In the journey to developing Web3, we must understand what is motivating decentralization. We are attempting to reinvent the Web to address deficiencies. These deficiencies put individuals in jeopardy of censorship, cancellation, and political persecution. They are vulnerable at the hands of Big Tech platforms, state actors, and adversarial groups intent on harm. Historical ideals to preserve the “free and open Internet” have been abandoned. If a “free and open Internet” is to be preserved, it cannot rely on the honor and voluntary cooperation of humans. Technologies must become permissionless, trustless, and unassailable, so that dishonorable and uncooperative humans can coexist.

  1. Protect a user’s right to free speech by having the user take custody of their own data. Ensure that the user’s data cannot be made inaccessible.
  2. Protect a user’s right to free association. Ensure that the data in the user’s custody can be published to whatever audience the owner wishes to reach.
  3. Protect an audience’s right to free association. Ensure access to data published by others. Ensure that applications can compose that data for the intended use, including for social collaboration.
  4. Protect a user’s access to platform capabilities for providing the application services that process that data.
  5. Protect a user’s ability to transact business with others without being subject to third party intermediaries cancelling them.
  6. Protect a user’s privacy. Ensure the user can share their data only with others who are granted authorization. In some circumstances, a user may want to remain anonymous, so that their real-world identity cannot be exposed for doxxing. Hostile detractors often try to cancel people by targeting their business, sources of income, reputation, relationships, sensitive information, even their personal safety.

Let’s keep these requirements in mind as we explore technologies that can help realize Web. Restore the ideal of a free and open Internet in the face of large factions of society who are hostile to (or wobbly on) freedom and openness.

One thought on “What do we want from Web3?”

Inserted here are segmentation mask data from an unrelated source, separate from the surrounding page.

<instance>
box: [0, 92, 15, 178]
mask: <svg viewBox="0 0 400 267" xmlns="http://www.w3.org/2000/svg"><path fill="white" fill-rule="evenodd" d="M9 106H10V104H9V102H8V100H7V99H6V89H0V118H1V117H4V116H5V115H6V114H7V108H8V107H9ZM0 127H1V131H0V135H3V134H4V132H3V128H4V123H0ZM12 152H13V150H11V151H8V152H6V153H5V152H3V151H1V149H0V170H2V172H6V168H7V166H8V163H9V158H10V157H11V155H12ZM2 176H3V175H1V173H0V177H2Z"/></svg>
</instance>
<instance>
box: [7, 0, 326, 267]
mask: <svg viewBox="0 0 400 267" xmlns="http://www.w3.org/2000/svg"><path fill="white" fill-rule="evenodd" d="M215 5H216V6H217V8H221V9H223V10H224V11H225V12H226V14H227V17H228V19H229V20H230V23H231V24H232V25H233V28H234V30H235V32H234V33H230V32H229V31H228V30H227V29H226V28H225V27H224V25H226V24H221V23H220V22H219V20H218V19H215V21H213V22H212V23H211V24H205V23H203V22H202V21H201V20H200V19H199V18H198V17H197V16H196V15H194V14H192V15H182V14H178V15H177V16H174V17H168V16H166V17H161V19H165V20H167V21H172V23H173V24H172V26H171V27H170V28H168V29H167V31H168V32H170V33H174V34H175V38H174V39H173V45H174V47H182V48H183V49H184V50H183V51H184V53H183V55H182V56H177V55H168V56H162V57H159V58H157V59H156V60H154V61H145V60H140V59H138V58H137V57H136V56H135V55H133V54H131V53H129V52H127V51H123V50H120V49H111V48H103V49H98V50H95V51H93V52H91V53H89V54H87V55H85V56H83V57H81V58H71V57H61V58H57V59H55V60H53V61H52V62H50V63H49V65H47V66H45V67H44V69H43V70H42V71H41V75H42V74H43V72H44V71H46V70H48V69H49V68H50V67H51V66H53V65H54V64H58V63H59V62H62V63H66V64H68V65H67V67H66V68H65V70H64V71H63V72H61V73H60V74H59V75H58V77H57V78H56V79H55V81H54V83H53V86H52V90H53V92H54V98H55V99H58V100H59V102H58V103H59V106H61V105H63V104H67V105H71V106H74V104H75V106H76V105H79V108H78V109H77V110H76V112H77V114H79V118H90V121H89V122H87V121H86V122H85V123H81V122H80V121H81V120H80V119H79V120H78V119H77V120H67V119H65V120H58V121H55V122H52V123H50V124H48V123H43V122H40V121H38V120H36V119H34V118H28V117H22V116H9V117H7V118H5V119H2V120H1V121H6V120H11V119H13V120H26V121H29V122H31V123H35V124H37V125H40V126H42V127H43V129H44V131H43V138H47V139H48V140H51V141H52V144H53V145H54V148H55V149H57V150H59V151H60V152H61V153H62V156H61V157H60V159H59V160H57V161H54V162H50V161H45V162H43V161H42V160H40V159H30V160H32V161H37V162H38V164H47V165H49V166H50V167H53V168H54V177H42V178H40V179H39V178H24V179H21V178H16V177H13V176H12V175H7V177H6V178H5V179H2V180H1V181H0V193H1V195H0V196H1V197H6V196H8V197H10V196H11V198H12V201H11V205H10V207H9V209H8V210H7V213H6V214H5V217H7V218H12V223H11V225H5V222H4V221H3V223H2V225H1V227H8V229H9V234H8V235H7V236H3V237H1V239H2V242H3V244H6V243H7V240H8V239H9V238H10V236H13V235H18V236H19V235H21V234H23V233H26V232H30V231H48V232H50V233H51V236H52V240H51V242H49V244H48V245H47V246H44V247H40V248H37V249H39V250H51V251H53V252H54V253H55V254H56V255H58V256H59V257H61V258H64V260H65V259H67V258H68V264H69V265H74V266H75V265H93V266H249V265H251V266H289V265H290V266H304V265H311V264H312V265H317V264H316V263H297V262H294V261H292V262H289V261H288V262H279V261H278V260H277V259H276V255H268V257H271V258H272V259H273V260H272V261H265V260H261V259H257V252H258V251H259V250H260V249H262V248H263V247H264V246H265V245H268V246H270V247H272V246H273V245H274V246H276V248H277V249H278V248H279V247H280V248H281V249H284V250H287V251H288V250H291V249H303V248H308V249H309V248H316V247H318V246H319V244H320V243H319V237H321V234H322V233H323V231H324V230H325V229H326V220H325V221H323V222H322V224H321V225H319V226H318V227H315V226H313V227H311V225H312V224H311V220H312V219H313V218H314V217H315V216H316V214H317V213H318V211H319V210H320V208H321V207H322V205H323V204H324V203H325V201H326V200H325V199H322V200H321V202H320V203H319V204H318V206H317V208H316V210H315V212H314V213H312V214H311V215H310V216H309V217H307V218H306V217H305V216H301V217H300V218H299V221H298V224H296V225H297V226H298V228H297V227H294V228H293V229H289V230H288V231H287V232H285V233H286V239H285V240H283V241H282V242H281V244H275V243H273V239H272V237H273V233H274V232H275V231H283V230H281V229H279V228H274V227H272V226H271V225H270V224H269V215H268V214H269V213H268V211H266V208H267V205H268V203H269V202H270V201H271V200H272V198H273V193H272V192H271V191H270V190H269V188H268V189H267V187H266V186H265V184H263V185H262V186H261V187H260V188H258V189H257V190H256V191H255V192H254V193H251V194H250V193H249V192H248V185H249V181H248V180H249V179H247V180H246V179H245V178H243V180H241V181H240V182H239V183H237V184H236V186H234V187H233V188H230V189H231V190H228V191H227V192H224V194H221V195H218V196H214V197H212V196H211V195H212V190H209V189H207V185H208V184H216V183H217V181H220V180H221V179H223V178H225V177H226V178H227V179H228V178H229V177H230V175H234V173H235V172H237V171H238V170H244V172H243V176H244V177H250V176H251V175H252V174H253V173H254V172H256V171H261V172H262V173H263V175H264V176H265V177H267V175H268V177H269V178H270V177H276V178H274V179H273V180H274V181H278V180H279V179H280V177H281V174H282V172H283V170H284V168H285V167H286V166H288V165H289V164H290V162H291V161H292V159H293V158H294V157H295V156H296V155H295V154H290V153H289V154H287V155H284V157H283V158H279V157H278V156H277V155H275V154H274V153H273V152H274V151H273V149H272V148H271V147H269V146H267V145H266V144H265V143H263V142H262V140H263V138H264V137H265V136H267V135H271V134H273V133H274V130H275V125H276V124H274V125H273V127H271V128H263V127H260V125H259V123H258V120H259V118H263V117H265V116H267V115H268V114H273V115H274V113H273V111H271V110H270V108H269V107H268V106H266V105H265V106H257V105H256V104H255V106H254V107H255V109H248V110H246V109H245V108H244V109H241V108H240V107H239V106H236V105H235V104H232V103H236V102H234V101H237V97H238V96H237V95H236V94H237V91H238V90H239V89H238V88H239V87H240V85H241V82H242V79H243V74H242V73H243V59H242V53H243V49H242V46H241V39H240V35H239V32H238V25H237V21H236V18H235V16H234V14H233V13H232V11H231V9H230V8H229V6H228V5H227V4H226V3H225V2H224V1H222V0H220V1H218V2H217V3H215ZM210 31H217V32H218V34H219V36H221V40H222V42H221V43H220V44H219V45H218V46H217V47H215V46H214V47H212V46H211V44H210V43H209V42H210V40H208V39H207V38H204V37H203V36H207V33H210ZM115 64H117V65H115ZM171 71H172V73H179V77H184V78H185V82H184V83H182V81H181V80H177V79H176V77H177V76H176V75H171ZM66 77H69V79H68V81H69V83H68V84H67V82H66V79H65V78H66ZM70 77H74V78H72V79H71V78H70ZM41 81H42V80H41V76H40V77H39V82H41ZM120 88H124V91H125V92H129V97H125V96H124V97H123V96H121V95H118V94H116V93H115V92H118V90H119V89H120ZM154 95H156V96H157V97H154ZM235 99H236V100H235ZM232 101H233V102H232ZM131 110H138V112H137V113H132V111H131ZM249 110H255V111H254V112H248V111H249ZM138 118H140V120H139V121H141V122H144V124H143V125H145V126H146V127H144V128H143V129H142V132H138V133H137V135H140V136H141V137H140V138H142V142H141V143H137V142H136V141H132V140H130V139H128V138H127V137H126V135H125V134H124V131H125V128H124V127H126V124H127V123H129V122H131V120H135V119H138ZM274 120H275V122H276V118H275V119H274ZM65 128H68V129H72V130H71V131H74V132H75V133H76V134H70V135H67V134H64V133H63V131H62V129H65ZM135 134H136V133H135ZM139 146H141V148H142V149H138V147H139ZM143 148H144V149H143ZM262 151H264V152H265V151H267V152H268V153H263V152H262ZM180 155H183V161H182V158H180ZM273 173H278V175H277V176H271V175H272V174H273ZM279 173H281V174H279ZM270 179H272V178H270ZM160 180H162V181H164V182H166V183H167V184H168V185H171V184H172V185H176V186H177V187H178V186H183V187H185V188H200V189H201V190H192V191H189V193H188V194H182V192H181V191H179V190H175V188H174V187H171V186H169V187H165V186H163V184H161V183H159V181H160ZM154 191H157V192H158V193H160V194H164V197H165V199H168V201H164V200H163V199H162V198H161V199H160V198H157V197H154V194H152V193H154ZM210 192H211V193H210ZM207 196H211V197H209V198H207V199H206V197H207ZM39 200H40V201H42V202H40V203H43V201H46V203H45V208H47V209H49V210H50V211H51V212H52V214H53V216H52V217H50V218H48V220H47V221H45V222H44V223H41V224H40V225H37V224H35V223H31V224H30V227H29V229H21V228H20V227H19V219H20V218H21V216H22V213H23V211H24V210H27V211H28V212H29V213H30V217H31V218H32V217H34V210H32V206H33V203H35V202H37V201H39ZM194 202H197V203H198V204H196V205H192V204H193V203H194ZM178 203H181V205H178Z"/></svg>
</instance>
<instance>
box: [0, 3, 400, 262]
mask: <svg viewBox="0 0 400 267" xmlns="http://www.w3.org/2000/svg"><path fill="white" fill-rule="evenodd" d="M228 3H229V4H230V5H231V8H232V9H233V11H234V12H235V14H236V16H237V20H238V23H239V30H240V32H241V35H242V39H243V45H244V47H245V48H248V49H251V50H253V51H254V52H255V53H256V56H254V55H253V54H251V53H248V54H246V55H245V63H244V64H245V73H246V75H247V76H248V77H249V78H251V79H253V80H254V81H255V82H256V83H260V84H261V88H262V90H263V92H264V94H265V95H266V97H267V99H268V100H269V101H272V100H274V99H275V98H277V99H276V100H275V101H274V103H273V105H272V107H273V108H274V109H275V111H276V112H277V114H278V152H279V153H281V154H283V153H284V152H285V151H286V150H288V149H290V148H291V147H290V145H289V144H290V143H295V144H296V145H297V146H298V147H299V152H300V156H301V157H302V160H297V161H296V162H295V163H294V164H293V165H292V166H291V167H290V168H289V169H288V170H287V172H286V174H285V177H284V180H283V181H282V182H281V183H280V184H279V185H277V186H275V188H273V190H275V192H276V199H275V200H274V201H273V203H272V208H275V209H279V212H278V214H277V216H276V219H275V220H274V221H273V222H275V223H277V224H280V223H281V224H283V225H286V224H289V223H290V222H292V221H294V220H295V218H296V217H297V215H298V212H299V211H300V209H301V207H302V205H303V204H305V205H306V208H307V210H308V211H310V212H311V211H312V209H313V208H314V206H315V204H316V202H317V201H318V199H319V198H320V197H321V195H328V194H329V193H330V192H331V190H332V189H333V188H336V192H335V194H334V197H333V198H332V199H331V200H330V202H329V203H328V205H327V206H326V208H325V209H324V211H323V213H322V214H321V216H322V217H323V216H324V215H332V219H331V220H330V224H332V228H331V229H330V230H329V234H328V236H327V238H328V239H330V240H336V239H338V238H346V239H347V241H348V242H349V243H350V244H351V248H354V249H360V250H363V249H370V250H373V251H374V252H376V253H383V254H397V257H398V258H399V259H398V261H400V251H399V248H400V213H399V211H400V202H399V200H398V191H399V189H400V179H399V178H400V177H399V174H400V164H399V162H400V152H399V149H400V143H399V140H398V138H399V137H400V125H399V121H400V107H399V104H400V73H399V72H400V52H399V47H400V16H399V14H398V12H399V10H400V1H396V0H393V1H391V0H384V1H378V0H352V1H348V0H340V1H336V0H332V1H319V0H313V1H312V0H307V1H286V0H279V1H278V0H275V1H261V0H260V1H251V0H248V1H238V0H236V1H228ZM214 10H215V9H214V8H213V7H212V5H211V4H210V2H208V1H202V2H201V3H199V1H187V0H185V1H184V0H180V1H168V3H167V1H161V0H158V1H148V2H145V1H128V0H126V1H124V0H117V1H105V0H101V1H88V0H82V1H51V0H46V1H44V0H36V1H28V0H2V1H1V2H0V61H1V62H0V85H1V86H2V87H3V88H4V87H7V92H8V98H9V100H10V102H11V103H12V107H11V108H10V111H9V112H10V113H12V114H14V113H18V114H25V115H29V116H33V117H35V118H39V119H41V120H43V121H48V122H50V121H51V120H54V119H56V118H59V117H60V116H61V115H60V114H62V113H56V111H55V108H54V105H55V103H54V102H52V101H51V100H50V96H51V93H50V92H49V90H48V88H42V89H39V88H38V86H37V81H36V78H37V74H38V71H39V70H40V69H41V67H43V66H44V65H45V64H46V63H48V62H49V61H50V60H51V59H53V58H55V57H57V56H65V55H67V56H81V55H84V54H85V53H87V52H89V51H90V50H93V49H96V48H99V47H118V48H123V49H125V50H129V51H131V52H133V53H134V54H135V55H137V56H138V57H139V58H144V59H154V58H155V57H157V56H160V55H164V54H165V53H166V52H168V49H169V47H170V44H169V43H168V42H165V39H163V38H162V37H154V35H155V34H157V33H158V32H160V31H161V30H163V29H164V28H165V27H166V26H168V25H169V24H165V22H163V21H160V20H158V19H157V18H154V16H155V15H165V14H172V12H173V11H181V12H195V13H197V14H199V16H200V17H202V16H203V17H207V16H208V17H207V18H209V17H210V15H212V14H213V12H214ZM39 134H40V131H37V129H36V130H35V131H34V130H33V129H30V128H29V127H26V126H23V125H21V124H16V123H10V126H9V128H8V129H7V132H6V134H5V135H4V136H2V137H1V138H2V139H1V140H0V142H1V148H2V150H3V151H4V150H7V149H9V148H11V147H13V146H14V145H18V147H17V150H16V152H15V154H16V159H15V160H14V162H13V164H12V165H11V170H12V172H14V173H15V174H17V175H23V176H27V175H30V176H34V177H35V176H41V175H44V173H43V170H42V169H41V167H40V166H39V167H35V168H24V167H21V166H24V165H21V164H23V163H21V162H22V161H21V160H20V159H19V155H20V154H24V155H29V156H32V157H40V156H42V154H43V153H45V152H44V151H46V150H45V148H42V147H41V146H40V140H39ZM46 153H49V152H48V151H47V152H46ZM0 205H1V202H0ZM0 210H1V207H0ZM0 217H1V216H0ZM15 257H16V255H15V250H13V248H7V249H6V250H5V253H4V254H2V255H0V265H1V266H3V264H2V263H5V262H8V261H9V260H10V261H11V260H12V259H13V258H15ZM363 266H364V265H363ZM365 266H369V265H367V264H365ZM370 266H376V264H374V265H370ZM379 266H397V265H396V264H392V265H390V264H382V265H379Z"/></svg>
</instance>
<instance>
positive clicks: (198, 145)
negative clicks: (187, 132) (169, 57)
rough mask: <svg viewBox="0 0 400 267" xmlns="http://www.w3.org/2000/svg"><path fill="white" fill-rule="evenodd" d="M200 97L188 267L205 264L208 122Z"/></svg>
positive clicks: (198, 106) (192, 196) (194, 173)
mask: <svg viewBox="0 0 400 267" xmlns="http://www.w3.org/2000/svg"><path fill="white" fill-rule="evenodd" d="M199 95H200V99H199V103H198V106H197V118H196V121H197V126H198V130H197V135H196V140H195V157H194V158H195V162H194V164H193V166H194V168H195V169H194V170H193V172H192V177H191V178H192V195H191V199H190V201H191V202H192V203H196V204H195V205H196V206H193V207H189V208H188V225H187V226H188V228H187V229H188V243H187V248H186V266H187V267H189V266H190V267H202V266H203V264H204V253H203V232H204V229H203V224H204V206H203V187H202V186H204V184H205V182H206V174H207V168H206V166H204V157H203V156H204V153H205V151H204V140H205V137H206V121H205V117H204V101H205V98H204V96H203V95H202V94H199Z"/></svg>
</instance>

  1. I focused on the needs of end users, which amounts to the protection of rights. However, the preservation of a free and open Internet in the face of hostility to freedom and openness may require something more than humans can be entrusted to provide. There is a property called sovereignty that is novel to software. Sovereignty is manifest in Bitcoin. That is, the rules encoded in the protocol control the behavior of Bitcoin, but nothing outside the software has any power to alter those rules without becoming something other than Bitcoin. Neither coders, miners, nodes, or any external authority have any practical power to alter the rules or interfere with the operation of Bitcoin. This quality is unique to Bitcoin in the scope of digital money. Sovereignty is a quality that would be desirable to have in other technologies to strengthen Web3.